I have a collection of 2d objects with transparency. Each object has a depth value to determine draw order and a material. I'm trying to batch them in an optimal way to minimize draw calls. Assume that objects with the same material can be batched together in a single draw call.

A naive way of batching is to sort all objects by depth first, then sort by material if the depth values are the same. Consider the following set of objects with 'z' representing depth and the color of the object representing its material. In the right set, blue objects have been translated along x such that they don't overlap with red.

enter image description here

Sorting by [depth,material] results in the sorted object list: { Red, Blue, Red, Blue } for both the left and right set of objects. Either left or right would result in 4 draw calls (objects of the same material need to be adjacent in the sorted list to be batched)

However if you look at the objects on the right, its clear you can use two draw calls because there's no overlap. The ordering based on depth doesn't matter if the blue and red objects don't overlap in between a given batch's depth range. This would also hold true if you had a red object with (z > 4) or (z < 2) anywhere in the right set.

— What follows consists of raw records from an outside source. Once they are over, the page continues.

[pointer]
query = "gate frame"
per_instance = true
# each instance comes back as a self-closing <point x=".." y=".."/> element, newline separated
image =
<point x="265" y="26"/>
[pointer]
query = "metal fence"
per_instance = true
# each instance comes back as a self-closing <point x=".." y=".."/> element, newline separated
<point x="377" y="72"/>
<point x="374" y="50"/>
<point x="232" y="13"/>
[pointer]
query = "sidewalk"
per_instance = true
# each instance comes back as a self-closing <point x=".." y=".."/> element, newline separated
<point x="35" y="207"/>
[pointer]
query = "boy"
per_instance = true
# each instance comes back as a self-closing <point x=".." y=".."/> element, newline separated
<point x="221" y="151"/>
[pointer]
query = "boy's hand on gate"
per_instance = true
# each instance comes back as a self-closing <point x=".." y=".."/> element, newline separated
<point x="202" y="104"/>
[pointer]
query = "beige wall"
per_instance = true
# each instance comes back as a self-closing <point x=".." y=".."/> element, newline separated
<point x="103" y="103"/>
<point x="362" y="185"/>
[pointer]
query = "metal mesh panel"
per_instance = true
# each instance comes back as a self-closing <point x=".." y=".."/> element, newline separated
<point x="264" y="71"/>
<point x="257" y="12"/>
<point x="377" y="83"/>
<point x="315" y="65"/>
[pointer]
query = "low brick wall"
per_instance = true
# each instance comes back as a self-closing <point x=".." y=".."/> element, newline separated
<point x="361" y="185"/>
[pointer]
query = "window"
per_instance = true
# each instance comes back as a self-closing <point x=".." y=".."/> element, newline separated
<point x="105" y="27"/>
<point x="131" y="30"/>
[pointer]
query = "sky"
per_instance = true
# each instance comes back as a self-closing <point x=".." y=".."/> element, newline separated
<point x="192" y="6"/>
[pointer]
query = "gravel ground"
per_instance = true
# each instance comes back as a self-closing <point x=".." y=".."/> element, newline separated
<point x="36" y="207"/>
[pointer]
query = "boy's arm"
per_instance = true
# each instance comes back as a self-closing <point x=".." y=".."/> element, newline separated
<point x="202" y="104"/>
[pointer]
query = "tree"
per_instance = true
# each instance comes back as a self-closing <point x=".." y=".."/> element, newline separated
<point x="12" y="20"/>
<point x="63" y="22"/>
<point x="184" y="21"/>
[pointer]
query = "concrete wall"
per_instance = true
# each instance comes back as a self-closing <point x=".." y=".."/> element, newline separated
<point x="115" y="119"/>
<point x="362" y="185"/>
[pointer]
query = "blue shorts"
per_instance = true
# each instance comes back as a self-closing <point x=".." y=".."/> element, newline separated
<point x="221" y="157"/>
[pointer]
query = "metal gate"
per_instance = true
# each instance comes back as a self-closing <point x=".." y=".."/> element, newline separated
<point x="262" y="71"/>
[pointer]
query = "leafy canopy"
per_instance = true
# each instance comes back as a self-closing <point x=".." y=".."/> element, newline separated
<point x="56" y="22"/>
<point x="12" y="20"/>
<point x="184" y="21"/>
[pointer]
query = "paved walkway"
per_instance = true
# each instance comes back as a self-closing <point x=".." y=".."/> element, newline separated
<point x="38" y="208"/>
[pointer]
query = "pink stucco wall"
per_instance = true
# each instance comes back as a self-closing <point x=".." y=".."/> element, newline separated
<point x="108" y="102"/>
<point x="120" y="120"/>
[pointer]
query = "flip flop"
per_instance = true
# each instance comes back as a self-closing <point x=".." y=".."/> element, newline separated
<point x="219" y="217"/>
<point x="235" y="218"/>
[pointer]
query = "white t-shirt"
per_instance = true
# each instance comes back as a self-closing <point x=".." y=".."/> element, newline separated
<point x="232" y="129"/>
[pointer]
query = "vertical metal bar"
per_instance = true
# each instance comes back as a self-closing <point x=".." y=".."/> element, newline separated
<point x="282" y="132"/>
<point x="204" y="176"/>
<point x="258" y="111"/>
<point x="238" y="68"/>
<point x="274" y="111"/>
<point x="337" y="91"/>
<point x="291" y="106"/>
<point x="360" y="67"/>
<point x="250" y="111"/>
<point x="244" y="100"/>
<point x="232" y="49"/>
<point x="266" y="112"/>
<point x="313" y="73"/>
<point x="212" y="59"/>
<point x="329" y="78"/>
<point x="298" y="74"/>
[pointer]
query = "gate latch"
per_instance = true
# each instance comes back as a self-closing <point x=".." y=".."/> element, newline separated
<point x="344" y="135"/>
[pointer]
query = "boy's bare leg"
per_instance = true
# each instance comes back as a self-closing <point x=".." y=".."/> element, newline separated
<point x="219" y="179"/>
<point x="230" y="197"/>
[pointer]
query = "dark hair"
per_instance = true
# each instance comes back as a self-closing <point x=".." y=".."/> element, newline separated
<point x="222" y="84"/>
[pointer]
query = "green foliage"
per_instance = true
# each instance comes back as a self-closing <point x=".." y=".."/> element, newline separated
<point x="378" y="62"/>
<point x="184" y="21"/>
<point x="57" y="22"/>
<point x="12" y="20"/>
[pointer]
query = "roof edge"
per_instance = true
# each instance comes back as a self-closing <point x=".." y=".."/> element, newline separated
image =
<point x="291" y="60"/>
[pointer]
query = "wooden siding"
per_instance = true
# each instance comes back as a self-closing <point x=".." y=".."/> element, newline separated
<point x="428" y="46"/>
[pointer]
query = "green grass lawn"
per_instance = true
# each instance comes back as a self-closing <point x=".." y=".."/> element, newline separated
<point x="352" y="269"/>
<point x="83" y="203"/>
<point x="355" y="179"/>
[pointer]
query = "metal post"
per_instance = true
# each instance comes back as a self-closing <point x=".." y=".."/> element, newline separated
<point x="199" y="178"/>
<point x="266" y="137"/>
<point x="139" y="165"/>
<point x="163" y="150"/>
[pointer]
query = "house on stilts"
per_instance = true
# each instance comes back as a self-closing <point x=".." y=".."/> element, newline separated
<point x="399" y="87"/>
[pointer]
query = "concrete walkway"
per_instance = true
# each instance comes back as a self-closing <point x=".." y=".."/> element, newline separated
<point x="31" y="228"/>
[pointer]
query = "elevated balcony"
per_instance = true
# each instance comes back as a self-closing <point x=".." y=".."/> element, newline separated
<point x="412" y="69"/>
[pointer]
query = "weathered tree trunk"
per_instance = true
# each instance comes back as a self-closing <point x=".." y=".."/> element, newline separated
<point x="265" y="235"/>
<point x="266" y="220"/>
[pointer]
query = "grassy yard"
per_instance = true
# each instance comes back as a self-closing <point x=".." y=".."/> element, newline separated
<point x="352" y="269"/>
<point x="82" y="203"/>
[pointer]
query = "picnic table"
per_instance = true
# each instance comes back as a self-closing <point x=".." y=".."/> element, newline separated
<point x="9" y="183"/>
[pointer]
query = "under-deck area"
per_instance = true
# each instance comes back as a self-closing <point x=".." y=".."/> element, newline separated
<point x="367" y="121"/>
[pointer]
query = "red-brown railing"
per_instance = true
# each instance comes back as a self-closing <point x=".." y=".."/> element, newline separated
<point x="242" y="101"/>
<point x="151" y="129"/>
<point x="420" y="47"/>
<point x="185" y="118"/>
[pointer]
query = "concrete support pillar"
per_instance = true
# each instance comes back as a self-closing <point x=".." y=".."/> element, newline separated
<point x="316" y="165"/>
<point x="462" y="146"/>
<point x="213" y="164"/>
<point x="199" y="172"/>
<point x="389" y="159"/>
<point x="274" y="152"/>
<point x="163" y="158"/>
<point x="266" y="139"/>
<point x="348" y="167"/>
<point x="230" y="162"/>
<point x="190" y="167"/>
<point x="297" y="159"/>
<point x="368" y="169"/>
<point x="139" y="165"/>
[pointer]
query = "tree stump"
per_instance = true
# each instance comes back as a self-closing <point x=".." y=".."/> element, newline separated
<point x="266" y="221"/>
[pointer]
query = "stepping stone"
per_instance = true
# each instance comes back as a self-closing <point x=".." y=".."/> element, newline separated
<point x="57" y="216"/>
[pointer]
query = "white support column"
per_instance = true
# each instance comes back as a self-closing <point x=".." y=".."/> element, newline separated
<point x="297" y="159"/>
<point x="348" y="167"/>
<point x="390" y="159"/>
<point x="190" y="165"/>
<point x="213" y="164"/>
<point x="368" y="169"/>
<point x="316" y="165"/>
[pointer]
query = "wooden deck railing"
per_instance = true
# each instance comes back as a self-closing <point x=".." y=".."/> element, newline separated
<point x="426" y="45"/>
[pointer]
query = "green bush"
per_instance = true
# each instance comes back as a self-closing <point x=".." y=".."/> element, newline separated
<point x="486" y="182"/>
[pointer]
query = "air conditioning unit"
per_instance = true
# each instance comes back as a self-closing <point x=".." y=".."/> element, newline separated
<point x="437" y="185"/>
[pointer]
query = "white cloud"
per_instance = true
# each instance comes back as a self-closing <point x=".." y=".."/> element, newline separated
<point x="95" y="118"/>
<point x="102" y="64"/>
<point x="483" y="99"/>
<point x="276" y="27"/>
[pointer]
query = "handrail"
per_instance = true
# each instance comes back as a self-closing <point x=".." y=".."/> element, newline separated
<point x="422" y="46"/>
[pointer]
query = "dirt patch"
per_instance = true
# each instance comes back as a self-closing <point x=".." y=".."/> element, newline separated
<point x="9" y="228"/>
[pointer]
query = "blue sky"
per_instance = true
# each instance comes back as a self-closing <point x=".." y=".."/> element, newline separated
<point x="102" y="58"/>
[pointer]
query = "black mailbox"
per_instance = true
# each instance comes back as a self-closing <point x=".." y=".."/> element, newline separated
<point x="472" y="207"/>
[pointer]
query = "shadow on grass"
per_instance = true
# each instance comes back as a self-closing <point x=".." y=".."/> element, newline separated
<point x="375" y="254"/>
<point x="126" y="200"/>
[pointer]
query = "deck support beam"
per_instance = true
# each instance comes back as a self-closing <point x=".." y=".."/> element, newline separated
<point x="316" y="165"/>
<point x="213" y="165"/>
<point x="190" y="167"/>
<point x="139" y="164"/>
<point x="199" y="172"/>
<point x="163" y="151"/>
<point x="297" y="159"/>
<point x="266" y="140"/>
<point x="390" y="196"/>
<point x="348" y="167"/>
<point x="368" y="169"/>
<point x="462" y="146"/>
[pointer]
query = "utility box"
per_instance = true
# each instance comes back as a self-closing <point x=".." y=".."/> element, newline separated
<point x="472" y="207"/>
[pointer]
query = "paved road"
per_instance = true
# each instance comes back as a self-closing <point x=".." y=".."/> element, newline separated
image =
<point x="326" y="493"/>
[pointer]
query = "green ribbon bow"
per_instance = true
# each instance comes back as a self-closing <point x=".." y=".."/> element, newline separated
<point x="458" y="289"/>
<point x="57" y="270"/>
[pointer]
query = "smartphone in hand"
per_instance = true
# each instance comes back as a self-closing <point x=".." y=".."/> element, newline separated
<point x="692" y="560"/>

So, assuming each object has a material that can be compared, a depth value, and a bounding box (lets say each object is an axis aligned quad), what is an efficient way to get a list of draw objects with both a correct ordering for transparency and optimal groupings based on material?

Also just to note, I don't have instancing support so that's not an option here.

  • \$\begingroup\$ Could you give an example of a way you find inefficient and explain why you find it inefficient? \$\endgroup\$
    – Andreas
    Commented Apr 12, 2016 at 21:18
  • \$\begingroup\$ A quick answer would be that you might be pre-maturely optimizing. Always try to profile and identify the bottleneck. Now assume this is indeed the problem ... it's a sorting problem data base people been trying to solve since forever. What you are trying to do is that you want your objects to be grouped together by certain attributes (depth or material types) yet the attributes might conflict. It seems like the key difference between the two pictures you have shown is that the left has things over each other while the right one doesn't. So if they don't overlap, sort them by material? \$\endgroup\$ Commented Jul 28, 2017 at 16:50
  • \$\begingroup\$ Ultimately transparent objects needs to be rendered from back to front ... so really the best you can do is sort by depth. You may be able to squeeze more performance if they are static .... \$\endgroup\$ Commented Jul 28, 2017 at 16:52

1 Answer 1


If batching is a bottleneck then you might want to sort them by depth and material and also perform a bounds check to see if they overlap. But you're probably going to spend way more time in sorting and checking than just plain sorting and having a less performant batching.

I guess your mileage may vary but if you're writing a generic batcher I'd stick to simple sorting and ignore the bounds check.